Se si ricerca nel web: “frase celebre della sibilla cumana”, viene fuori in Wikipedia.org che la frase latina “ibis, redibis non morieris in bello” è il responso dato dalla Sibilla ad un soldato andato a consultarla e, come tutti i responsi oracolari, è volutamente ambigua ("sibillina", appunto), offrendo una duplice interpretazione, a seconda di come si vuole usare la punteggiatura. 
Se, infatti, si pone una virgola prima di "non" (ibis, redibis, non morieris in bello), il significato del responso è "andrai, ritornerai e non morirai in guerra", e prefigura un esito positivo della missione. Se, invece, la virgola è spostata dopo la negazione (ibis, redibis non, morieris in bello), il senso è sovvertito nel suo contrario: "andrai, non ritornerai e morirai in guerra".
Nel caso si tratta di articolazioni interpretative correlate a forme raffinate di scrittura. 
In argomento si osserva invece come scritti di taluni critici contemporanei – o presunti tali - sempre più spesso appaiono assolutamente incomprensibili nei costrutti e ambigui nei loro messaggi, che neanche ricordano lontanamente il metodo sibillino; e ciò a prescindere da ogni possibile forma di punteggiatura.
Sono, infatti, sempre più frequenti coloro che, magari chiamati ad esporre in un proprio editoriale periodico in specifiche rubriche, con i loro articoli non riescono a risultare immediati nel comunicare e di facile comprensione. 
Tant’è che il più delle volte viene da chiedersi se, piuttosto che continuare a scrivere tante parole per non dire niente, non sarebbe più felice per loro riporre la penna e cedere il passo a chi è in grado di trasmettere veri messaggi o di proporre idee ai lettori.
Nel leggere la vuotezza contenutistica di certi articoli sembra che taluni “critici” abbiano come intento primario solo quello di autocelebrarsi e, magari ricorrendo a citazioni forzate, risultano intenti a parlare a se stessi, senza però comprendere di ritrovarsi soli. 

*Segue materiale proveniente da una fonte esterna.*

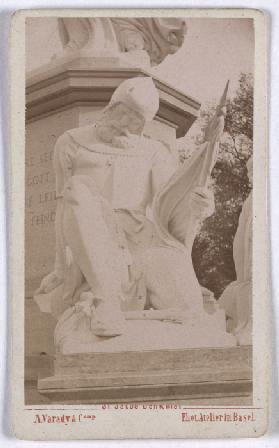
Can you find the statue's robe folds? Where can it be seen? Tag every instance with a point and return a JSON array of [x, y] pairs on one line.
[[106, 243]]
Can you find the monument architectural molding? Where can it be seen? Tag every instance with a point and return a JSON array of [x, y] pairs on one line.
[[79, 83]]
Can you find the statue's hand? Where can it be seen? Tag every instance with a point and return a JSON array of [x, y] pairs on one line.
[[50, 282], [202, 202]]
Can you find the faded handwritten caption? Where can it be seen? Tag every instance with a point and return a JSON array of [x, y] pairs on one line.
[[65, 419]]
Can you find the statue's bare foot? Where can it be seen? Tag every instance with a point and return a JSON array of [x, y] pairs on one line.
[[107, 319]]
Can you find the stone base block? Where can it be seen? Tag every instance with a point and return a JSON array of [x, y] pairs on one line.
[[151, 375]]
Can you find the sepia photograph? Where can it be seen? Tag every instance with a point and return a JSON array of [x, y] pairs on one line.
[[138, 220]]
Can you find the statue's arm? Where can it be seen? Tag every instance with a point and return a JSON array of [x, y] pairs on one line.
[[63, 156]]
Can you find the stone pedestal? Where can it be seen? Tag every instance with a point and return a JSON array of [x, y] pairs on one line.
[[178, 374]]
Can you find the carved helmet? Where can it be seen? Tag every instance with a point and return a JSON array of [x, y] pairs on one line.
[[140, 94]]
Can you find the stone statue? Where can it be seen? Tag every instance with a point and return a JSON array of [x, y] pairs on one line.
[[126, 218], [237, 297], [156, 37]]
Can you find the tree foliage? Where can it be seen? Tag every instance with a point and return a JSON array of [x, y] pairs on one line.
[[212, 250]]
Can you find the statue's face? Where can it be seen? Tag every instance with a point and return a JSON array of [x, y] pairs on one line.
[[120, 121]]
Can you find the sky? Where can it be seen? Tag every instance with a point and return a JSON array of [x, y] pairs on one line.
[[214, 51]]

Occorrerebbe che chi di dovere quantomeno si assumesse l’onere di dir loro che non basta apporre una firma per certificare contenuti. Destinando ad altri i pochi spazi editoriali disponibili aumenterebbero le possibilità di conoscere nuovi autori o, chissà, magari di favorire la nascita di altre scuole di pensiero.
Secondo voi, nel caso, sarebbe chiedere troppo?